DBRS Morningstar Confirms Saputo Inc.’s Ratings at BBB with Stable Trends
ConsumersDBRS Limited (DBRS Morningstar) confirmed the Issuer Rating and the rating on the Senior Unsecured Notes of Saputo Inc. (Saputo or the Company) at BBB, both with Stable trends. The rating confirmations acknowledge that the Company's operating performance during the fiscal year ended March 31, 2023, exceeded DBRS Morningstar's expectations amid a challenging operating environment. The Stable trends reflect DBRS Morningstar's expectation that, while the uncertain macroeconomic backdrop could pressure Saputo's operating performance, its overall credit risk profile will remain strong for the current rating category in the near term and strengthen in the medium term. Saputo’s current ratings continue to be supported by its leading market position, diversification of operations by distribution channel and geography, and strong free cash flow (FCF) generation. The ratings also continue to reflect the Company’s exposure to volatile commodity prices, the highly competitive industry, and the risk associated with the mature geographies in which Saputo operates, all of which are regulated.
DBRS Morningstar forecasts revenue to increase to approximately $18.0 billion in F2024 from $17.8 billion in F2023 as previous pricing initiatives, coupled with further potential pricing increases, should more than offset modest volume declines. Conversely, DBRS Morningstar expects volumes to recover and grow in F2025 and, as such, forecasts revenue to increase above $18.6 billion. DBRS Morningstar believes that the network optimization initiatives as outlined in Saputo's Global Strategic Plan (Strategic Plan), coupled with contributions from pricing initiatives, should more than offset commodity and inflationary cost pressures in F2024, resulting in modest EBITDA margin growth. These initiatives should drive further EBITDA margin growth in F2025. Consequently, DBRS Morningstar projects EBITDA to grow modestly above the F2023 level of approximately $1.6 billion in F2024 and toward $1.9 billion in F2025.
In terms of the financial profile, DBRS Morningstar projects FCF after dividends but before changes in working capital to be approximately $400 million in F2024 and $500 million in F2025 as (1) operating cash flows continue to trend in line with earnings; (2) capital expenditure remains elevated as Saputo continues to invest in network optimization, capacity expansion initiatives, and automation per its Strategic Plan; and (3) the dividend policy remains consistent with prior years. DBRS Morningstar believes that the Company will continue to use its FCF after changes in working capital and principal lease payments, and proceeds from its Dividend Reinvestment Plan participation, in a balanced manner. DBRS Morningstar does not expect the Company to undertake material debt-funded acquisitions in the near term, but instead believes that Saputo will continue to focus on the execution of its Strategic Plan. As such, DBRS Morningstar forecasts debt-to-EBITDA to improve modestly below the F2023 level of 2.7 times (x) in F2024 and to improve further by F2025.
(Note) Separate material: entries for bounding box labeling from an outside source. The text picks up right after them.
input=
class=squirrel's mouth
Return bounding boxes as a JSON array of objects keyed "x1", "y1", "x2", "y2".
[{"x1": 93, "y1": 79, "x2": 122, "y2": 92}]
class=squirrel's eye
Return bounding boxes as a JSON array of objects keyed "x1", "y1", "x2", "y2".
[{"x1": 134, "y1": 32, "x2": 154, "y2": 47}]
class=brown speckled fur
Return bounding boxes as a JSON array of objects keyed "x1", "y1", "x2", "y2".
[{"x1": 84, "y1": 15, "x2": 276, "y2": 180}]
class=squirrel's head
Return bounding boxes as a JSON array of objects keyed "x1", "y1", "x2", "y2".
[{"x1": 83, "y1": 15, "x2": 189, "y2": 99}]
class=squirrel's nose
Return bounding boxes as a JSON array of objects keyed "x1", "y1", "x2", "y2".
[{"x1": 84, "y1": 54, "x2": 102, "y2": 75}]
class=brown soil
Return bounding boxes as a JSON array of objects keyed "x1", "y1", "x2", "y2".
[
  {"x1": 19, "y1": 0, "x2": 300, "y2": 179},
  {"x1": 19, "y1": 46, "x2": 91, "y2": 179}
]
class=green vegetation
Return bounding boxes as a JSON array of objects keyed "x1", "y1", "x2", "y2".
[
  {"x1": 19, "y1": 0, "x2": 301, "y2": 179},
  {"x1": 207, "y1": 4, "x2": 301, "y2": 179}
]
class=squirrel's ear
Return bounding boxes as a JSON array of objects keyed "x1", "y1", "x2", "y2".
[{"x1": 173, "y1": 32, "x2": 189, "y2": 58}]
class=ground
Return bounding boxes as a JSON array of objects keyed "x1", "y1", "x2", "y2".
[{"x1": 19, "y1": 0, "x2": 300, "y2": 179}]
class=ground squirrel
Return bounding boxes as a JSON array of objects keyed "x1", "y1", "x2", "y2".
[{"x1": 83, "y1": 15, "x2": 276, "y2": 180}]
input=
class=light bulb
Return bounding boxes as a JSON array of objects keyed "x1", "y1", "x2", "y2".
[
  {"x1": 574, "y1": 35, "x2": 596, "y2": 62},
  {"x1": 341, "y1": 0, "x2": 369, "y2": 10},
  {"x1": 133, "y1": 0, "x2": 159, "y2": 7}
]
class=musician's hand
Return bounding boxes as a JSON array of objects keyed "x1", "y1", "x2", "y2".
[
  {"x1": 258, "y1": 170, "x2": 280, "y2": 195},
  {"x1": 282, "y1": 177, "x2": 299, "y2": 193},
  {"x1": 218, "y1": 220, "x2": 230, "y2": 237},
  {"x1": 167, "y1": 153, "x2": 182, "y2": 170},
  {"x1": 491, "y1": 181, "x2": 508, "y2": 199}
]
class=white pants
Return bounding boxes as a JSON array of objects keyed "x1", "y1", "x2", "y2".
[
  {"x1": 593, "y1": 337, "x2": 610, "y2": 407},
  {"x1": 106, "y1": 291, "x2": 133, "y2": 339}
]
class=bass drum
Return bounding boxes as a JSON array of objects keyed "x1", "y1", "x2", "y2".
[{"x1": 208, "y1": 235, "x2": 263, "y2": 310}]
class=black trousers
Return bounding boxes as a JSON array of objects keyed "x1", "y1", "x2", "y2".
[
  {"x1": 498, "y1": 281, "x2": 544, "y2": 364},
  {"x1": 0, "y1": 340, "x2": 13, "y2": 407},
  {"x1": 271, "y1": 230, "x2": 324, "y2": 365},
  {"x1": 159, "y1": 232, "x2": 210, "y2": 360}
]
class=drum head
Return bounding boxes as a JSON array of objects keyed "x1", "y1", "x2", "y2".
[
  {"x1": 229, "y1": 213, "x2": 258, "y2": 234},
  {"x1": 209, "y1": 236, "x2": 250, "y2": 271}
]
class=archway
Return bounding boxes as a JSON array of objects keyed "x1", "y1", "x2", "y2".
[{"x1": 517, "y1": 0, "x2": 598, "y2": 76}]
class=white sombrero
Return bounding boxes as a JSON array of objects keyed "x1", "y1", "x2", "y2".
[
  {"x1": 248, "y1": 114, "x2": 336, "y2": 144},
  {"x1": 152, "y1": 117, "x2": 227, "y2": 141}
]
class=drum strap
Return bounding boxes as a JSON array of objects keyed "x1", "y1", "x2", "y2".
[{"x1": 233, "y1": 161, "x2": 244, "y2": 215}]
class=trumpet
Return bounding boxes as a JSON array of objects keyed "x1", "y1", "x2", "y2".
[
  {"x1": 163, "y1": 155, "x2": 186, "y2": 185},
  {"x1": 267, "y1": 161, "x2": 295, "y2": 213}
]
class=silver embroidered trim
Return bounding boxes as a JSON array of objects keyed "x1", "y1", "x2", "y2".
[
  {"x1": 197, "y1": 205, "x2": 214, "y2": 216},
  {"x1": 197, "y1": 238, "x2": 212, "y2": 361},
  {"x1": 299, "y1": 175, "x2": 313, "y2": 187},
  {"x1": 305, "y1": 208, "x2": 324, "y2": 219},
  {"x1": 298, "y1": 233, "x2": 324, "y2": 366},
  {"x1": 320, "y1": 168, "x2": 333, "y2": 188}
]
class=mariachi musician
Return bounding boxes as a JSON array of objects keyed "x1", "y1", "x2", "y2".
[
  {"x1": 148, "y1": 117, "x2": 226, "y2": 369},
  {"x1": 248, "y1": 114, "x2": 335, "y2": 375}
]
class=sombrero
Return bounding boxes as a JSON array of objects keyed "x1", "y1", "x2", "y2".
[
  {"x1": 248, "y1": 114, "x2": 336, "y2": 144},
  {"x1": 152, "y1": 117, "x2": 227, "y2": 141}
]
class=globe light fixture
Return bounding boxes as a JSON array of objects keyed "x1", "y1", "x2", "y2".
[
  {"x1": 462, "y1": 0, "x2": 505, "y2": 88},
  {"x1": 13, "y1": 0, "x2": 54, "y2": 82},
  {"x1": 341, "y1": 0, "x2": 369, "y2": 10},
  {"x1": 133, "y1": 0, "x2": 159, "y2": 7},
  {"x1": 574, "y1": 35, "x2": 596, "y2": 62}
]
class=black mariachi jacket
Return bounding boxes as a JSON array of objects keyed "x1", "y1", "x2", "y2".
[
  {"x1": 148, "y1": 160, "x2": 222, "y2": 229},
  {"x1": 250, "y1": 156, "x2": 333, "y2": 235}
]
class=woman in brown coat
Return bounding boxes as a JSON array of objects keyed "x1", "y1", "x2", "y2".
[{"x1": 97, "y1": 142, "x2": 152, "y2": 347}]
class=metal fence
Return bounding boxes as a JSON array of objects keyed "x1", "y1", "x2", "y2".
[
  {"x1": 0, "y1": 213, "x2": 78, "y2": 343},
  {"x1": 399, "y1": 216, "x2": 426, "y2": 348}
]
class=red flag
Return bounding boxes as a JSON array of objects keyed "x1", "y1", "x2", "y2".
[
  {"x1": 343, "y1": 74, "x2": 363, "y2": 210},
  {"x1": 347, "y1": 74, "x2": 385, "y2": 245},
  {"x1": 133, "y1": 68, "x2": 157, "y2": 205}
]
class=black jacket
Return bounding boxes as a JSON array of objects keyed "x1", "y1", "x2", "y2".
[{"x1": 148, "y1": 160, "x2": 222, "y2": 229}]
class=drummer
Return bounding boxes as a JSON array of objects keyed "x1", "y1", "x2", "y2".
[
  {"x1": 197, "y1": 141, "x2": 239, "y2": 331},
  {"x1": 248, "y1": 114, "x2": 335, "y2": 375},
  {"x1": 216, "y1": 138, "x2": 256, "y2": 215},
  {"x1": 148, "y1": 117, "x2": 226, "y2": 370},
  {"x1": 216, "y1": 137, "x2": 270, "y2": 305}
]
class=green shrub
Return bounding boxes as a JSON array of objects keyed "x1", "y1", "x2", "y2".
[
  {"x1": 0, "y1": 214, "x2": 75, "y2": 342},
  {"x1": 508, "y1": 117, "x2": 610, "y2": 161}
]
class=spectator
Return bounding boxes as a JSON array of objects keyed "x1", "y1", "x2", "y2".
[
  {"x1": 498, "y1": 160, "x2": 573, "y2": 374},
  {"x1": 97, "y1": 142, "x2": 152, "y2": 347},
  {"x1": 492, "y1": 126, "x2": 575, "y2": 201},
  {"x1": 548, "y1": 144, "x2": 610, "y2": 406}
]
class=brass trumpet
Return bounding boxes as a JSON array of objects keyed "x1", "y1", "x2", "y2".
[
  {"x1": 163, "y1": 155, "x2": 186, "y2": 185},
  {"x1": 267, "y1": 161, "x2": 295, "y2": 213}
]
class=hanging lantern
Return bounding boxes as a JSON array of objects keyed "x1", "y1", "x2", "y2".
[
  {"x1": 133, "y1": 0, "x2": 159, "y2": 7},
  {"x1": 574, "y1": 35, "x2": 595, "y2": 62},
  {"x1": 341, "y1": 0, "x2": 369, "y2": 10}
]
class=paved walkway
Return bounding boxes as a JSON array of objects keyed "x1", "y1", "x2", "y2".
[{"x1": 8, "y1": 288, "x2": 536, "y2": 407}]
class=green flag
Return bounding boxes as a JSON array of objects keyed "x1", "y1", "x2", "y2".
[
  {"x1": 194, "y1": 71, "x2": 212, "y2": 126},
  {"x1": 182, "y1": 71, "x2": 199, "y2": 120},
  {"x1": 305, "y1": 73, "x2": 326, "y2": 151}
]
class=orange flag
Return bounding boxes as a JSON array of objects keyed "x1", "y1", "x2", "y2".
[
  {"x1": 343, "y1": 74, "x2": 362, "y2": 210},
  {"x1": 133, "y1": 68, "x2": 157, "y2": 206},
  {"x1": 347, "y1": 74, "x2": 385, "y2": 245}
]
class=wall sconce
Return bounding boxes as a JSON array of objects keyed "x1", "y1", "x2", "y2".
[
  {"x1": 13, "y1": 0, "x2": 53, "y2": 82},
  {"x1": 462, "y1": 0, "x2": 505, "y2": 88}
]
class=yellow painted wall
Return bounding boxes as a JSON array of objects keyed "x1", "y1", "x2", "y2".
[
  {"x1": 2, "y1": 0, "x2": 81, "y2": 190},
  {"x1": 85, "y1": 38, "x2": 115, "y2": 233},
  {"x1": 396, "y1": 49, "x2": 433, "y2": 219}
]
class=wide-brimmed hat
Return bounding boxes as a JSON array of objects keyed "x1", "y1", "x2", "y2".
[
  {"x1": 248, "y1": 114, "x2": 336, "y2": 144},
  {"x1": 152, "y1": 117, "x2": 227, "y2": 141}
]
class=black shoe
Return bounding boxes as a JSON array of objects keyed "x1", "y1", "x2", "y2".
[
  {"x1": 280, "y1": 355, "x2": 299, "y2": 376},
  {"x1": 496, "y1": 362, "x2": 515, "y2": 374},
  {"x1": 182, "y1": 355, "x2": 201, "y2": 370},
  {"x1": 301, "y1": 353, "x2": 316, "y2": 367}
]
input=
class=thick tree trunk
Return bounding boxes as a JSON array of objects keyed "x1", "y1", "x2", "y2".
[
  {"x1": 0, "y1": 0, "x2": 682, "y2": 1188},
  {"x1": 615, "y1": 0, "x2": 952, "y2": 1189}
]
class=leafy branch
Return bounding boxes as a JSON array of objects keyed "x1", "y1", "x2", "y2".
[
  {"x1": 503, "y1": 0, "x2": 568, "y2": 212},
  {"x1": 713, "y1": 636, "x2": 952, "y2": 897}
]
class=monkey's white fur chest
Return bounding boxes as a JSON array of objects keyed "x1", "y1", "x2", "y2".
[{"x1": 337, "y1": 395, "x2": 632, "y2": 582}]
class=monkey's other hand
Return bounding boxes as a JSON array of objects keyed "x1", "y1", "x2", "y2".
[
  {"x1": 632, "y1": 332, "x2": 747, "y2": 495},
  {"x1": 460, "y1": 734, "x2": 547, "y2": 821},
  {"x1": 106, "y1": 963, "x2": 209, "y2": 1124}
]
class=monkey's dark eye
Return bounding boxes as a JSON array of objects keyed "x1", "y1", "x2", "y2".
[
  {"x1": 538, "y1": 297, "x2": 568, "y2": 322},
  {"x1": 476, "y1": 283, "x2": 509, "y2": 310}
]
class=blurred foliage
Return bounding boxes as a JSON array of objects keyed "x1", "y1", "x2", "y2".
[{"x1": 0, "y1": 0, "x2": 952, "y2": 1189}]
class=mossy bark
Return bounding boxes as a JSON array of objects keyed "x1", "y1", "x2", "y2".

In light of the current uncertain macroeconomic backdrop, DBRS Morningstar could take a positive rating action should debt-to-EBITDA improve below 2.5x on a normalized and sustainable basis, based on growth in operating income. Although unlikely, should debt-to-EBITDA increase meaningfully above 3.25x as a result of weaker-than-expected operating performance and/or more aggressive financial management, the ratings could be pressured.
ENVIRONMENTAL, SOCIAL, GOVERNANCE CONSIDERATIONS
There were no Environmental/Social/Governance factors that had a significant or relevant effect on the credit analysis.
A description of how DBRS Morningstar considers ESG factors within the DBRS Morningstar analytical framework can be found in the DBRS Morningstar Criteria: Approach to Environmental, Social, and Governance Risk Factors in Credit Ratings at https://www.dbrsmorningstar.com/research/416784 (July 4, 2023).
Notes:
All figures are in Canadian dollars unless otherwise noted.
DBRS Morningstar applied the following principal methodology: Global Methodology for Rating Companies in the Consumer Products Industry (https://www.dbrsmorningstar.com/research/417460; July 21, 2023).
The credit rating methodologies used in the analysis of this transaction can be found at: https://www.dbrsmorningstar.com/about/methodologies.
A description of how DBRS Morningstar analyzes corporate finance transactions and how the methodologies are collectively applied can be found at: https://www.dbrsmorningstar.com/research/397223.
The related regulatory disclosures pursuant to the National Instrument 25-101 Designated Rating Organizations are hereby incorporated by reference and can be found by clicking on the link under Related Documents or by contacting us at [email protected].
The credit rating was initiated at the request of the rated entity.
The rated entity or its related entities did participate in the credit rating process for this credit rating action.
DBRS Morningstar had access to the accounts, management, and other relevant internal documents of the rated entity or its related entities in connection with this credit rating action.
This is a solicited credit rating.
The conditions that lead to the assignment of a Negative or Positive trend are generally resolved within a 12-month period. DBRS Morningstar trends and credit ratings are under regular surveillance.